С «бандой семерых» у меня контакт потихоньку наладился, хоть я никаких особых усилий к тому не прикладывал. Просто таскал в общей котел уточек, иногда по пять-шесть в день, а себе ничего не просил, но Татьяна и без просьб оставляла мне миску чего-нибудь вареного.
Утей я бил не хуже других, но на гуся вот мне никак не везло, а все мы очень уважали пожевать гусика, поджаренного на вертеле. Дождливым днем я одного подранил в горелых камышах (по гарям хорошо растет нежная «гусиная травка», деликатес ихний) и потом час за часом таскался за ним по холоду, пытался скрадывать. Он далеко лететь не мог, немного пролетит – сядет, еще пролетит – еще в какую-нибудь лужу сядет, но на хороший выстрел так и не подпустил. А под вечер его у меня шакал из-под носа утащил в камыши, а я стоял, опустив руки, и грязно выражался. Чего ж еще растяпе делать.
Один раз под вечер возвращаюсь к тому озерку, где мне с огарем повезло, смотрю – силуэт гуся в прибрежных камышах, и сердчишко у меня заколотилось: ну, думаю, теперь верняк. И уж как я его осторожно скрадывал, прямо змеей подползал, но чем дальше полз, тем выше червь сомненья задирал голову. Уж больно какой-то неподвижный гусь; как мертвый. А он и был мертвый. Его Лева, крупный такой добродушный юморной мужик, штангист в прошлом, днем убил, а сейчас, перед зорькой, привязал ему головку к камышине, получилось эдакое чучело-импровиз. Занятый гусем, я левину тушу в камышах во-время не заметил, и он, наверно, вдоволь похихикал, глядя на мои пластунские эволюции.
Мы с Левой мило отстояли зорю. Я при посторонних обычно стреляю хуже обычного, а тут чего-то нашло, и я положил четыре утки, да еще подранки наверняка были. Особенно красиво получилось, когда высоко-высоко налетели два массивных огаря, и я их снял королевским дуплетом: два выстрела – две утки. Лева классно сыпал, но и мне стыдно не было. Огари, правда, до революции считались несъедобной уткой, но мало ли чего было до революции. До революции и царь-император был, и дед мой едва в генералы не вышел.
На пути в лагерь мы с Левой оживленно болтали, как оно и бывает после волнительного получаса, и я так понял, что общественное мнение в общем на моей стороне. Во всяком случае, эти двое всем уже настобебенили, и единственная польза от них была та, что над ними можно было заглазно посмеяться, а Татьяна так и в глаза не больно стеснялась. Нинка все норовила умыться питьевой водой, а не из канала, как все; чем приводила Татьяну в бешенство. Я при Леве немного разгорячился и даже высказался в том духе, что в альпинизме таких недоумков давно бы наказали – камень с горы свалился бы, веревка перетерлась, да мало ли чего. Мораль и нравы в горах суровые, по крайней мере на Кавказе. Лева сказал, что в горы он только раз ходил, а Николай – небольшого роста вертлявый такой парнишка – так тот лазит давно и часто.
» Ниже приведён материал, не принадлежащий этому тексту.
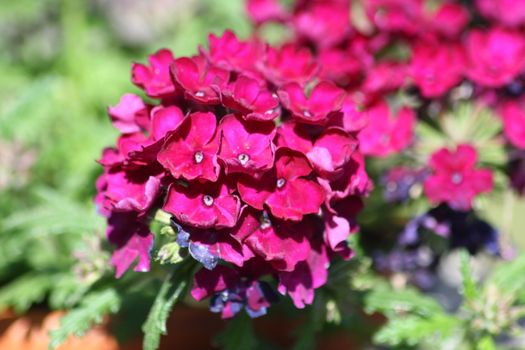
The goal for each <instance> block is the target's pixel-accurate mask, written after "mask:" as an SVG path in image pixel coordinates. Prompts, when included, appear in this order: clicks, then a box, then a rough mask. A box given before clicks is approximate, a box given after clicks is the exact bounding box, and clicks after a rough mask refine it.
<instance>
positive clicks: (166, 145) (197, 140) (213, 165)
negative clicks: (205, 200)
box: [157, 112, 220, 181]
mask: <svg viewBox="0 0 525 350" xmlns="http://www.w3.org/2000/svg"><path fill="white" fill-rule="evenodd" d="M216 129H217V121H216V118H215V115H214V114H213V113H202V112H195V113H193V114H190V115H189V116H188V117H186V119H184V121H183V122H182V123H181V124H180V125H179V127H178V128H177V129H176V130H175V131H174V132H172V133H171V134H170V135H169V136H168V138H167V139H166V142H165V143H164V146H163V148H162V150H161V151H160V152H159V154H158V156H157V160H158V161H159V163H160V164H162V165H163V166H164V168H166V169H168V170H169V171H170V173H171V174H172V175H173V176H174V177H175V178H177V179H178V178H181V177H182V178H184V179H186V180H194V179H202V180H209V181H217V178H218V176H219V171H220V167H219V164H218V163H217V152H218V151H219V142H218V137H215V136H216V132H215V131H216Z"/></svg>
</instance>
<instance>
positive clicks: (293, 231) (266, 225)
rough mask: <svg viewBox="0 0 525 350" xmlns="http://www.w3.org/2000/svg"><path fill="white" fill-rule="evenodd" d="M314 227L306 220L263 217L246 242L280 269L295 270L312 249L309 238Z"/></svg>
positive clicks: (249, 236) (264, 259) (254, 249)
mask: <svg viewBox="0 0 525 350" xmlns="http://www.w3.org/2000/svg"><path fill="white" fill-rule="evenodd" d="M310 235H312V227H311V226H308V225H307V224H306V223H305V222H300V223H293V222H286V221H279V220H270V219H263V220H262V223H261V224H260V225H259V227H258V228H257V229H256V230H255V231H254V232H253V233H252V234H251V235H249V236H248V237H247V238H246V240H245V242H246V244H247V245H248V246H249V247H250V248H251V249H252V251H253V252H254V253H255V254H256V255H258V256H260V257H261V258H263V259H264V260H266V261H268V262H269V263H270V264H271V265H272V266H273V268H275V269H276V270H278V271H293V269H294V268H295V266H296V265H297V263H299V262H300V261H304V260H306V259H307V257H308V253H309V251H310V249H311V248H310V243H309V241H308V239H309V238H310V237H309V236H310Z"/></svg>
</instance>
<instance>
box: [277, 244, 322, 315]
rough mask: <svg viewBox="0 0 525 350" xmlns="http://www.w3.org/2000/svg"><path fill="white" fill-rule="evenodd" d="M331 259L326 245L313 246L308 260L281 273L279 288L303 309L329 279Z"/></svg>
mask: <svg viewBox="0 0 525 350" xmlns="http://www.w3.org/2000/svg"><path fill="white" fill-rule="evenodd" d="M329 266H330V260H329V259H328V255H327V254H326V248H325V247H324V245H321V244H318V245H317V246H316V247H312V249H311V250H310V253H309V255H308V259H307V260H306V261H301V262H300V263H298V264H297V265H296V266H295V269H294V270H293V271H290V272H280V273H279V285H278V287H277V290H278V291H279V293H281V294H283V295H284V294H286V293H287V294H288V295H290V297H291V298H292V300H293V303H294V305H295V307H297V308H298V309H302V308H304V307H305V305H306V304H311V303H312V302H313V300H314V294H315V291H314V290H315V289H316V288H319V287H321V286H322V285H324V284H325V283H326V280H327V279H328V267H329Z"/></svg>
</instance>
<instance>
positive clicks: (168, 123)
mask: <svg viewBox="0 0 525 350" xmlns="http://www.w3.org/2000/svg"><path fill="white" fill-rule="evenodd" d="M183 121H184V114H182V111H181V110H180V108H179V107H177V106H168V107H160V106H158V107H155V108H153V110H152V111H151V138H152V139H153V141H159V140H163V139H164V138H165V137H166V136H167V134H168V132H170V131H173V130H175V129H177V127H178V126H179V125H180V124H181V123H182V122H183Z"/></svg>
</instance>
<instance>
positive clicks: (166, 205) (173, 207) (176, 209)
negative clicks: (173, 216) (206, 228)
mask: <svg viewBox="0 0 525 350" xmlns="http://www.w3.org/2000/svg"><path fill="white" fill-rule="evenodd" d="M163 209H164V210H165V211H167V212H168V213H171V214H173V215H174V216H175V217H176V218H177V220H178V221H179V222H180V223H182V224H186V225H191V226H194V227H198V228H211V227H215V228H223V227H233V226H235V224H236V223H237V219H238V217H239V213H240V210H241V203H240V201H239V198H237V196H234V195H232V194H230V191H229V190H228V187H227V186H226V185H225V184H220V183H209V182H208V183H204V184H196V183H189V184H187V185H182V184H177V183H173V184H172V185H171V186H170V188H169V190H168V196H167V198H166V202H165V203H164V207H163Z"/></svg>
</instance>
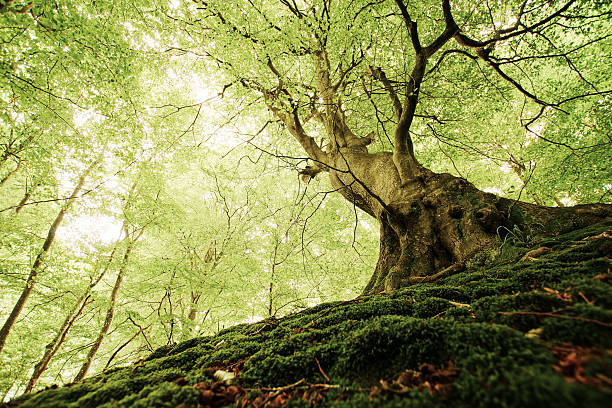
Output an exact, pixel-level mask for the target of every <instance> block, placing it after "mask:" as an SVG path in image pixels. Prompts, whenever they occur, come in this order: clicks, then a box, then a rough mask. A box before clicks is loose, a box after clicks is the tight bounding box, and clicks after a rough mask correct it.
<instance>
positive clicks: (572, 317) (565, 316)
mask: <svg viewBox="0 0 612 408" xmlns="http://www.w3.org/2000/svg"><path fill="white" fill-rule="evenodd" d="M497 313H498V314H501V315H504V316H512V315H516V314H518V315H533V316H545V317H559V318H561V319H571V320H581V321H583V322H589V323H593V324H597V325H599V326H603V327H607V328H611V329H612V324H610V323H606V322H601V321H599V320H593V319H588V318H586V317H580V316H567V315H556V314H554V313H546V312H524V311H517V312H497Z"/></svg>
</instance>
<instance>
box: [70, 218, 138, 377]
mask: <svg viewBox="0 0 612 408" xmlns="http://www.w3.org/2000/svg"><path fill="white" fill-rule="evenodd" d="M126 231H127V229H126ZM128 239H129V237H128ZM134 242H135V240H134V239H129V241H128V245H127V248H126V249H125V255H124V256H123V262H122V263H121V268H120V269H119V274H118V275H117V280H116V281H115V285H114V286H113V290H112V292H111V297H110V304H109V306H108V309H107V310H106V318H105V319H104V323H103V324H102V327H101V328H100V332H99V334H98V338H96V341H95V342H94V343H93V344H92V346H91V348H90V349H89V353H87V358H86V359H85V362H84V363H83V365H82V366H81V369H80V370H79V372H78V373H77V375H76V376H75V377H74V382H77V381H81V380H82V379H83V378H84V377H85V375H87V372H88V371H89V368H90V367H91V363H92V362H93V359H94V357H95V356H96V353H97V352H98V350H99V349H100V346H101V345H102V342H103V341H104V338H105V337H106V334H107V333H108V330H109V329H110V326H111V323H112V322H113V317H114V316H115V305H116V303H117V294H118V293H119V288H120V287H121V283H122V282H123V277H124V276H125V272H126V270H127V265H128V262H129V260H130V254H131V252H132V247H133V246H134Z"/></svg>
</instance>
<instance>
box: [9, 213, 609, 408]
mask: <svg viewBox="0 0 612 408" xmlns="http://www.w3.org/2000/svg"><path fill="white" fill-rule="evenodd" d="M610 228H611V224H610V223H601V224H596V225H593V226H590V227H588V228H585V229H581V230H577V231H574V232H572V233H569V234H565V235H561V236H557V237H554V238H551V239H546V240H543V241H540V242H538V243H533V244H532V245H531V247H522V246H521V247H513V246H512V245H510V244H509V243H508V242H505V243H504V247H503V248H501V250H500V251H499V252H498V253H497V254H495V256H491V257H487V262H486V263H485V264H478V265H472V266H471V267H470V268H468V269H467V270H465V271H463V272H460V273H456V274H454V275H451V276H447V277H444V278H443V279H441V280H439V281H438V282H435V283H429V284H422V285H417V286H411V287H407V288H403V289H400V290H397V291H395V292H392V293H390V294H386V295H377V296H368V297H361V298H357V299H354V300H351V301H346V302H335V303H326V304H322V305H319V306H316V307H314V308H311V309H307V310H304V311H302V312H300V313H297V314H294V315H290V316H287V317H284V318H282V319H268V320H265V321H263V322H260V323H255V324H250V325H238V326H234V327H231V328H229V329H226V330H224V331H222V332H220V333H218V334H217V335H215V336H211V337H202V338H196V339H192V340H189V341H186V342H183V343H180V344H177V345H174V346H171V347H164V348H161V349H158V350H157V351H155V352H154V353H153V354H151V355H150V356H149V357H148V358H147V359H145V360H144V361H140V362H138V363H135V364H134V365H133V366H131V367H124V368H118V369H113V370H108V371H106V372H103V373H101V374H98V375H96V376H94V377H91V378H88V379H86V380H85V381H83V382H80V383H77V384H71V385H67V386H64V387H61V388H52V389H47V390H43V391H40V392H37V393H34V394H30V395H24V396H21V397H18V398H16V399H15V400H13V401H11V402H10V403H8V404H5V406H7V407H22V408H28V407H74V408H87V407H107V408H111V407H185V408H186V407H198V406H201V407H205V406H224V405H229V406H235V405H236V404H237V405H238V406H255V407H258V406H270V407H276V406H288V407H291V406H294V407H297V406H304V407H306V406H311V405H318V406H324V407H325V406H334V407H353V406H354V407H361V406H372V405H374V406H380V407H413V406H414V407H446V406H457V407H461V406H466V407H467V406H469V407H492V406H499V407H546V406H555V407H576V406H584V407H586V406H588V407H607V406H610V405H609V404H610V401H611V400H612V391H611V390H612V380H611V378H612V355H611V354H610V352H609V351H608V350H609V349H611V348H612V329H611V327H612V311H611V306H612V287H611V283H612V276H611V275H610V263H611V258H612V239H611V238H610V237H609V235H606V234H602V232H604V231H607V230H610ZM541 246H546V247H549V248H550V249H551V250H552V251H551V252H550V253H547V254H544V255H541V256H539V257H538V258H535V259H534V258H531V259H528V260H522V258H523V256H524V255H525V254H526V253H527V252H528V251H529V250H530V249H535V248H538V247H541ZM217 369H224V370H226V371H228V372H233V373H235V375H236V377H237V378H236V381H235V384H234V385H233V386H229V385H224V384H220V383H215V380H214V379H213V374H214V372H215V371H216V370H217Z"/></svg>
Очень я обрадовался родственной душе, и даже выяснилось, что мы с Николаем в одних местах на Кавказе карабкались. Только я, конечно, много раньше, и ходил я с людьми, которые для салаги Коли – легенда и сказка. В тот вечер еще одна родственная душенька нашлась: белокурый великан Володя оказался заядлым подводным охотником, и мы с ним как зацепились языками, так и трепались про всякие подводные случаи допоздна, когда все уже расползлись по палаткам.
В общем, банда ко мне потеплела, хотя идиллии, конечно, так и не было; а где она есть. Простой народ, он же очень непростой, а весьма даже чувствительный. Вырвется у тебя нечаянно английское или еще какое слово – и готово, народ дуется, считает, что оне выпендриваются, образованность свою показать хочут, а нашу необразованность. А иногда и не поймешь, чем не угодил. Чужак ты, и никаких особых причин не надо. Правда, они и меж собой иногда грызлись так, что только шерсть клубами отлетала; но это вроде бы в порядке вещей. Рабочие трения, так сказать.
А вообще чем меньше на эти глупости обращаешь внимания, тем скорее все оно перемалывается в муку. Я себе так и говорил: ничего особого в жизни в принципе не нужно – кроме искусства быть собой. Остальное – зола и пашано.